第003話 先生、教える

「さあ、着いた」

 

 加護かごが双子を連れてきたのは、ボロボロの木造一軒家だった。築五十年以上は経っているように見える。

 

「ここのどこが学校なんだよ?」

 

「姉さん、怖いよう……」

 

 マヤは目を見開いて疑い、マオは地縛霊でも出そうなボロ家の雰囲気に尻込みしていた。


 

「とりあえず入学までまだ一ヶ月くらいあるからね、それまでにここで君達には特別授業を受けてもらいます」

 

 玄関の引き戸をガタガタと軋ませて開けながら加護は双子を中に招き入れる。

 

「その前にいいかげん名乗れば?教師のくせになってないよ!」

 

 マヤの言い分は当然だ。ここまで加護は双子を無理やりタクシーに押し込めて連れてきた。車内では運転手とお喋りばかりして何の説明もしていない。

 

「おっと、ごめん。僕の名前は加護シュウマ。四月から君達が通う軍立クルセイド学園茅花つばな分校のタルククラスの担任です」

 

 担任です、のあたりで白い歯を煌めかせたのは加護なりのユーモアだったが、マヤもマオもポカンとしていた。

 

「……」

 

「?」

 

「どうした?二人して固まって」

 

 加護が聞くと、双子はシンクロして首を傾げる。

 

「意味わかんない」

 

「くる……?たる……?」

 

 軍立クルセイド学園、茅花分校、タルククラス。

 加護の言葉の半分以上が見知らぬ言葉だったので、マヤもマオも理解が出来なかった。

 

「ふむ。確かにそうだね。じゃあ最初の授業を始めよう、荷物を部屋に置いて来なさい」

 

 加護はマイペースを崩さずに双子に言うと、マヤは焦って目を見張る。

 

「ちょっと待って。まさかこのボロ家で寝泊まりすんの?」

 

「ボロ家だなんて。
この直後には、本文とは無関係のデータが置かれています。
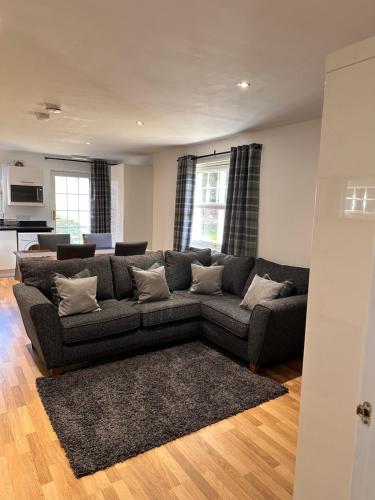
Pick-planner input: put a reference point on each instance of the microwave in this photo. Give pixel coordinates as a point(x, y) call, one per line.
point(28, 195)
素敵なマンスリーマンションじゃない!」

 

 加護はまた白い歯を煌めかせたが、とうとうマオが泣き出した。

 

「うわー!詐欺だあ!詐欺師なんだあ!助けてシスター!」

 

「はい、落ち着いて!」

 

 めいめいに騒ぎ出すので収集をつけようと加護が両手をパンと打ち鳴らすと、双子はビクッと一瞬固まった。

 

「!」

 

「ひぐっ!」

 

 強制的に黙らされたマヤとマオに加護はにっこり笑って言った。

 

「僕のピースはね、サイレント・レイク静かにしなさいサイドって言うの。落ち着いたかな?」

 

「じょ、冗談じゃない!力が抜けてく、気持ち悪いっ!」

 

「こ、ここ、こわこわこわ……」

 

 マヤもマオも自身に起こる異変に素直に恐怖していた。

 孤児院での振る舞いを見ても、こいつらには決定的な力の差を見せる必要があるとふんでいた加護はあえて乱暴な措置をとったのだった。

 

「自分達以外のピースには初めて会ったろう?君達だけが特別ではないんだよ、だから人を見下すくせは今日中に直しなさい」

 

「ピ、ピピ、ピースって何ですか?」

 

 震えながらマオが聞くと、加護はゆっくりとした口調で説明する。

 

「簡単に言うと僕や君達のような人とは違う不思議な力を持つ者のことだ。一般的には適正と読んでいるね」

 

「あ……シスターが言ってた……」

 

「適性が確認された者は軍に召集されることが法律で定められている。だから君達はここにいるんだ」

 

「きょ、拒否権は?人権は?」

 

 微かな希望に縋りつこうとするマオの心をへし折るのは少々可哀想だが、加護には事実は事実として教える義務がある。

 

「ない。適性が確認された時点でピースは国の所有になる」

 

「お、横暴だ!非人道的だ!」

 

「……それだけ世界は逼迫した状況にある。まあ、その辺りは四月になってから学園でみっちり教えます」

 

 少しやり過ぎたかなと、すっかり怯えているマオを見て加護は思った。しかしその隣でマヤの方は頬を紅潮させていた。

 

「ねえねえ!あたし達にもそういうカッコイイ名前の力があんの?」

 

 なるほど、姉は楽観主義。慎重で小狡さのある弟とはバランスが取れているのかもしれない。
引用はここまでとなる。